- Conference data
Conference participation data is the source from which our method is based. First, we collect, structure and normalize lists of names of participants in several editions of the studied events. Then, we rely on these same source data to reconstruct co-participation and co-presentation links and their evolution.
- Name standardisation
The normalisation of participants’ names is achieved using automatic text processing methods. The functions of the R package {stringr} are used. Using additional information such as the email of the participants help us to identify that a person is the same from one edition to the next, even when he or she has registered with a name spelled differently from one time to the next or when the name has become compound following a marriage.
- Networks
Several options are possible to reconstruct the networks as the co-presence information is present at different levels:
– participation in the same edition of the conference
– participation in the same thematic session
– participation in the same panel of the thematic session
– co-presentation in the same paper
It is also possible to reconstitute links through the sharing of common attributes, e.g. sharing the same theme, sharing the same geographical origin, or sharing the same laboratory.
We do most of the work of reconstitution and analysis of the networks with the help of the functions of the {igraph} package. We also use functions from the {ggplot}, {VizNetwork} and {cartography} packages to visualise the networks.

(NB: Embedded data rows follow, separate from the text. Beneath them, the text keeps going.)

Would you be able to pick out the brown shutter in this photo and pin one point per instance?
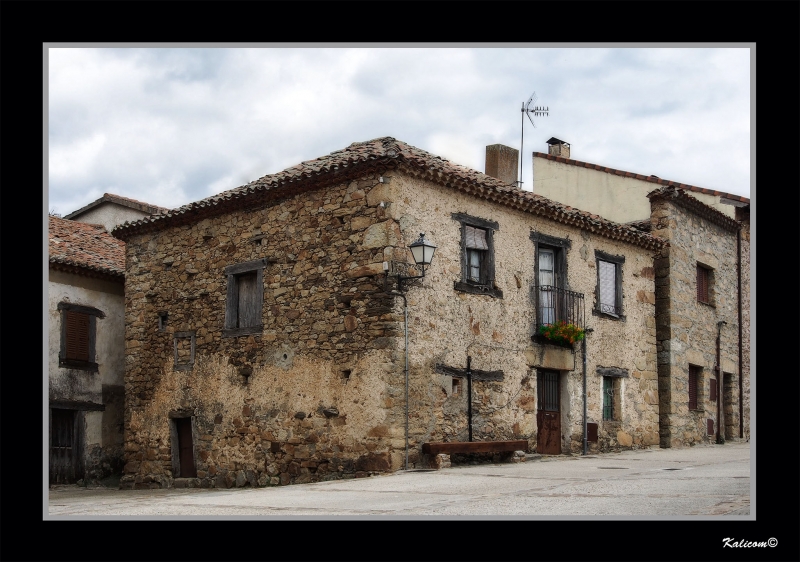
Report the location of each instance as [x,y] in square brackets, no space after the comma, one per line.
[702,284]
[692,387]
[249,303]
[475,238]
[77,344]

- Fetching data from publications
Sensitivity analysis
In the populations studied, some surnames are extremely common and it is then possible to extract a very large number of publications associated with these names. Other names are much less common. Some names pose an additional problem because they are associated with numerous forms, as the first name or surname is sometimes composed of or enriched by an initial. To anticipate these different problems and measure the level of difficulty represented by the population, we first carry out a sensitivity analysis, i.e. we study how many publications and forms are associated with the family names of our populations. This step is based on data from the Web of Science Index.
Fetching publications
Once the sensitivity analysis has been performed, queries are formulated to optimise information retrieval. This phase of our work is ongoing and will be described in more detail later.
Disambiguation
Once the publication metadata has been retrieved, it will be a matter of ensuring that the publications are indeed those of the individuals in our population. A disambiguation algorithm will be applied. The literature on the subject is very rich and tends to be increasingly abundant in recent years, a review of the literature will be conducted to make the choice of the most appropriate method for our research.
Network reconstruction
When these processing phases are complete, we will be able to reconstruct the networks of co-authorship and citations between participants and overlay them on the networks previously built up from the conference data. We will then have enriched and freely exploitable information on the dynamics of the scholarly networks of a population of active scientists in several disciplines, allowing original comparisons on the modes of socialisation and production of science in distinct communities.